Yapay Demokrasi Çin'e Karşı (1)

Yazıcı-dostu sürümSend by emailPDF
Yazar Adı: 
F.William ENGDAHL

   Çeviren: Deniz UÇLUOK

“Avrasya topraklarındaki gücün dağılımı Amerika’nın küresel üstünlüğü konusunda belirleyici öneme sahip olacak…” (Zbigniew Brzezinski)

   “Adamına Göre Muamele…”

   ABD’nin Çin Halk Cumhuriyeti’ne karşı askerî ve jeopolitik stratejisi 1945’ten 2008’e kadar asla ana hedefinden sapmadı. Ancak taktikleri “sopa” ile “sopa ve havuç” diplomasisi arasında çeşitlilik gösterdi. İlki doğrudan askeri tehdit kullanırken, ikincisi biraz daha baştan çıkarıcı bir şey kullandı. Ancak tümü de Çin egemenliği için tehlikeli idi. Amerika’nın her dâim “böl ve yut” stratejisi her zaman geçerli oldu.

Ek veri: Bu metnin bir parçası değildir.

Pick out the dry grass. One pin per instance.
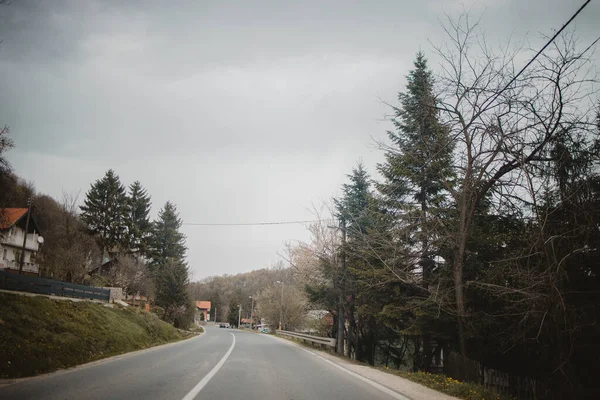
(39, 335)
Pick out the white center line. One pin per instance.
(194, 392)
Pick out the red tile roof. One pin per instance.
(205, 305)
(9, 216)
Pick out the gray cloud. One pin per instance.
(236, 111)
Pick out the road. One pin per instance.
(220, 364)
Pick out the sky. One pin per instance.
(237, 112)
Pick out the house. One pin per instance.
(247, 322)
(203, 310)
(12, 232)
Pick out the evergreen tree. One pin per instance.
(171, 289)
(138, 220)
(416, 170)
(104, 212)
(166, 243)
(419, 164)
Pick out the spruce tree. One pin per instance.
(138, 220)
(419, 160)
(171, 282)
(416, 169)
(166, 242)
(104, 212)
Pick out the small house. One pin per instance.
(13, 222)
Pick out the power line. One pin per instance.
(257, 223)
(493, 98)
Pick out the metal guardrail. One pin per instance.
(33, 284)
(313, 339)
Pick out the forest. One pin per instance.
(478, 234)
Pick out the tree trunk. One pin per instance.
(340, 336)
(457, 270)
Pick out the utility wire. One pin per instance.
(492, 99)
(257, 223)
(483, 108)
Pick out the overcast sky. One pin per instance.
(237, 112)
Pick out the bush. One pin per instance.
(157, 310)
(39, 335)
(445, 384)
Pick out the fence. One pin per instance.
(465, 369)
(33, 284)
(308, 338)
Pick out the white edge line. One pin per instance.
(194, 392)
(376, 385)
(74, 368)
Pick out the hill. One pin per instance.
(39, 334)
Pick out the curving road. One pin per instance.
(220, 364)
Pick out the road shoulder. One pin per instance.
(12, 381)
(407, 388)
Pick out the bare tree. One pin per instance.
(501, 129)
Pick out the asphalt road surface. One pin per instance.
(220, 364)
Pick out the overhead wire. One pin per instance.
(483, 108)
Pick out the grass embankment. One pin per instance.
(445, 384)
(439, 382)
(39, 335)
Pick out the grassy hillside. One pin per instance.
(40, 335)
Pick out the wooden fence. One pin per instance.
(33, 284)
(523, 388)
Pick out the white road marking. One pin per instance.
(376, 385)
(194, 392)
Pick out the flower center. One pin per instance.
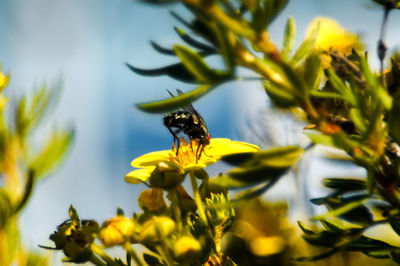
(186, 152)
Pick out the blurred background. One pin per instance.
(86, 44)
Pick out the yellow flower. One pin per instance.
(332, 37)
(152, 200)
(3, 80)
(170, 165)
(116, 231)
(186, 248)
(156, 229)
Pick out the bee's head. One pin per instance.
(207, 139)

   Bu stratejinin kökleri, İngiliz Kraliyet Coğrafyacısı Sir Halford Mackinder’ın önermelerine uzanmaktadır. Mackinder için hem İngiliz, hem de daha sonra Birleşik Devletler’in esas hedefi, dış ve askerî siyaset, Avrasya topraklarının iki büyük gücü olan Rusya ve Çin arasında doğal ya da suni bir birliği engellemek idi. (1)

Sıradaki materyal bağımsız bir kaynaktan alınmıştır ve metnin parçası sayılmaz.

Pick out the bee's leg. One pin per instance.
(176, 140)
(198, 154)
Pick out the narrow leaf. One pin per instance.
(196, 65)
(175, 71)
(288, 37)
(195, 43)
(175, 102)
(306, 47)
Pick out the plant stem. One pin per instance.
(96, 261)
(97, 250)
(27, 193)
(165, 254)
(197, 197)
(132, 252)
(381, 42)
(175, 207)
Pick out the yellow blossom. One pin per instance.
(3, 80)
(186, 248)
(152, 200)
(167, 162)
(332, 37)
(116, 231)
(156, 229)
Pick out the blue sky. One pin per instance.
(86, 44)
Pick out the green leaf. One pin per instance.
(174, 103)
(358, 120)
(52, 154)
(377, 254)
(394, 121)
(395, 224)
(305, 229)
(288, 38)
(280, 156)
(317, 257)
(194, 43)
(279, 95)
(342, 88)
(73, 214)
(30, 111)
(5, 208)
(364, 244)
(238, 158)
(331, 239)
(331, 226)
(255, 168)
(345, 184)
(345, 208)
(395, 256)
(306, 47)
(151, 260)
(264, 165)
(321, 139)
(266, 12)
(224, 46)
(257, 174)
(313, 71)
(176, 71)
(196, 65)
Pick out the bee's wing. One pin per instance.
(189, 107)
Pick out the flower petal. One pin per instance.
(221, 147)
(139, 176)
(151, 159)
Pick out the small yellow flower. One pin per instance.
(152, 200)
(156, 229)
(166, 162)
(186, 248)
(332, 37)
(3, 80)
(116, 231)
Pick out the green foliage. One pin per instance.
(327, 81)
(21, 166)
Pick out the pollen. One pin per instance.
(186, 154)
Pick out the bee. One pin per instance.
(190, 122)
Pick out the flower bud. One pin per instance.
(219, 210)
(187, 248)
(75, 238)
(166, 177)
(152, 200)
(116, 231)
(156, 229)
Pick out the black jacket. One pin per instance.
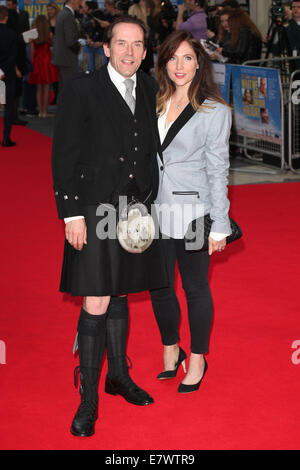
(8, 50)
(96, 148)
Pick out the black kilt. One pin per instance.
(103, 267)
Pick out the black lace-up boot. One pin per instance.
(118, 381)
(91, 344)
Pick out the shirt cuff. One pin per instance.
(218, 236)
(69, 219)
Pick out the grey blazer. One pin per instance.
(66, 46)
(194, 168)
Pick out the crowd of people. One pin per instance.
(50, 58)
(119, 134)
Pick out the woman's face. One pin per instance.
(181, 68)
(224, 22)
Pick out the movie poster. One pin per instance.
(37, 7)
(256, 100)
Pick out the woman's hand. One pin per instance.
(76, 233)
(213, 245)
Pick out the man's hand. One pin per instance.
(18, 73)
(76, 233)
(213, 245)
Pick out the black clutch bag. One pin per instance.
(196, 237)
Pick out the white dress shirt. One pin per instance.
(118, 81)
(163, 129)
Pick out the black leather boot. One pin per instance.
(91, 344)
(118, 381)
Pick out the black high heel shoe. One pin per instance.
(170, 374)
(193, 387)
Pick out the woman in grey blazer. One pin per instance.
(194, 125)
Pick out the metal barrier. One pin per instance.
(294, 119)
(284, 66)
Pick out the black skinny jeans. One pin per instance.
(193, 268)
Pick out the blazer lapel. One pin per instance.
(177, 125)
(111, 97)
(151, 114)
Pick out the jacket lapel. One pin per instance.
(177, 125)
(151, 112)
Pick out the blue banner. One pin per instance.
(222, 75)
(37, 7)
(256, 100)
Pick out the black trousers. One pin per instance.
(10, 82)
(193, 268)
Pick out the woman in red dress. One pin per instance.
(44, 72)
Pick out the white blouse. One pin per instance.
(163, 129)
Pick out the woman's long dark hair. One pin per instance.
(202, 86)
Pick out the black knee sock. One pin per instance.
(91, 343)
(116, 336)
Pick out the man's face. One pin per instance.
(296, 11)
(262, 85)
(126, 50)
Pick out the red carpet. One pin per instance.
(249, 398)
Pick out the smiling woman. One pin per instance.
(194, 126)
(125, 46)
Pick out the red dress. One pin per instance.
(44, 72)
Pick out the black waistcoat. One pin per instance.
(135, 144)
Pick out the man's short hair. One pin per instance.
(3, 12)
(108, 34)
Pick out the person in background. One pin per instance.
(139, 10)
(44, 72)
(194, 125)
(66, 46)
(52, 12)
(196, 23)
(21, 63)
(29, 89)
(8, 56)
(105, 145)
(239, 38)
(23, 16)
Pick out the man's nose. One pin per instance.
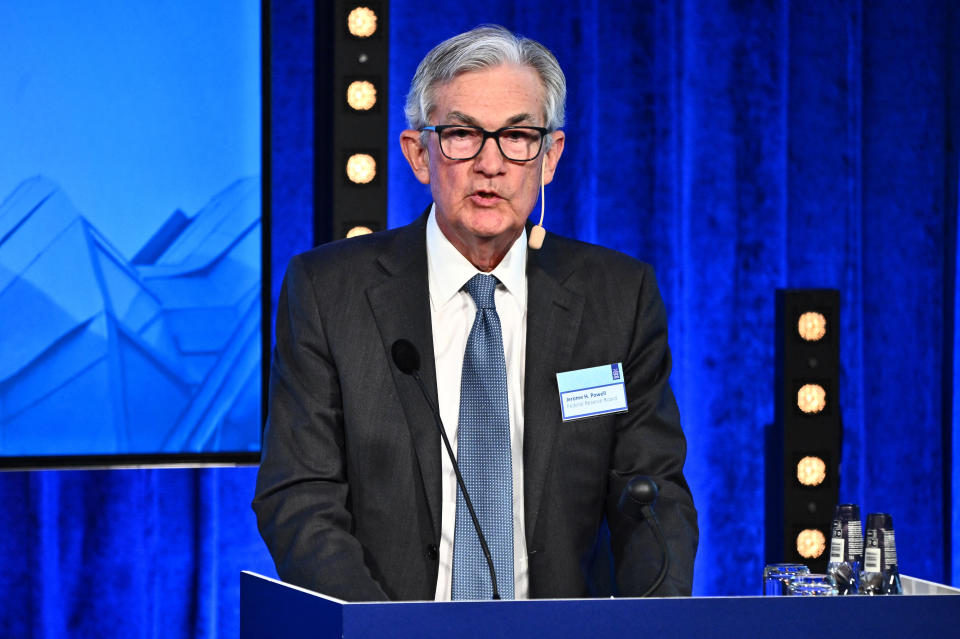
(490, 160)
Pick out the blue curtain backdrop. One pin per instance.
(739, 147)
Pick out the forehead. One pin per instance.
(491, 97)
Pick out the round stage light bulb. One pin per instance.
(812, 326)
(811, 398)
(362, 22)
(361, 95)
(359, 230)
(811, 471)
(361, 168)
(811, 543)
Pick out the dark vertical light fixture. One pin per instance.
(354, 135)
(803, 450)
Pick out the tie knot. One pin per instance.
(481, 289)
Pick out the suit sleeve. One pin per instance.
(649, 441)
(302, 493)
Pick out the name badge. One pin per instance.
(592, 391)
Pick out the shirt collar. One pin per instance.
(448, 270)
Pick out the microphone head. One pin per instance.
(639, 493)
(405, 356)
(535, 241)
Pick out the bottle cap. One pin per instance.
(847, 512)
(880, 520)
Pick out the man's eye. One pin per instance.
(518, 135)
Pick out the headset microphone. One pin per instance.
(537, 233)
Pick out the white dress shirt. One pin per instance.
(452, 312)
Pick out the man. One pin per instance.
(356, 497)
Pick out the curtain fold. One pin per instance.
(738, 147)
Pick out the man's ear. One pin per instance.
(416, 154)
(553, 156)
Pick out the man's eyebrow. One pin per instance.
(463, 118)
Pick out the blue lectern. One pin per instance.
(269, 608)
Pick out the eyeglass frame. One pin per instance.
(440, 128)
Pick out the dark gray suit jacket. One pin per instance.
(348, 492)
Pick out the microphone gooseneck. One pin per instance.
(406, 357)
(636, 503)
(537, 233)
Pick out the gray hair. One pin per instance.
(481, 48)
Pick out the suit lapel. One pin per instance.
(401, 307)
(553, 322)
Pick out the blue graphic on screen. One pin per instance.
(130, 231)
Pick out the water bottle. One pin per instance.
(880, 575)
(846, 549)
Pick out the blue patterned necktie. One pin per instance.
(483, 453)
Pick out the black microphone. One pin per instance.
(407, 359)
(636, 503)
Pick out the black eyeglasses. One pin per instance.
(463, 142)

   Dış İlişkiler Konseyindeki (CFR) Amerikan siyaset elitleri Mackinder’ın jeopolitik stratejisinde eğitim görmüşlerdi. Nixon’un 1972’deki Çin’e karşı siyaset değişikliğini hazırlayan Henry Kissinger’ın yardımcısı olan Pekin eski Büyükelçisi Winston Lord, Pekin eski CIA yöneticisi ve Büyükelçisi George Herbert Walker Bush; ve Bush’un CIA’dan uzun dönem dostu, Çin Büyükelçisi, James R. Lilley. Hem Dış İşleri Bakanı Henry Kissinger, hem de Ulusal Güvenlik eski Danışmanı Zbigniew Brzezinski Mackinder’ın jeopolitiğinin savunucularıydılar. Âşikâr nedenlerden ötürü onların Mackinder’a ne kadar borçlu oldukları pek dillendirilmezdi. (2)

   Savaş sonrası Amerikan siyaset yapıcıları az sayıdaki bazı seçkin ailelerden seçilirdi. Bunların çoğunluğu Rockefeller ailesinin çevresindeki etkili gurubun bir parçasıydı. Özellikle de John D. III ve banker kardeşi David Rockefeller. Savaş Sonrası Çin siyasetini belirleyen de özellikle bu gurup oldu.

   Amaçları, Asya’da ve özellikle de Avrasya’da bir “Gerilim Stratejisi” sürdürmekti. Örneğin Japonya’yı eğer Amerikan siyasetini izlemezse askeri korumadan mahrum bırakmakla tehdit edecek, Çin’i de ABD’den fason iş yaptırıp ayartarak aslında başarısız Amerikan üreticilerine büyük kârlar sağlayacaklardı.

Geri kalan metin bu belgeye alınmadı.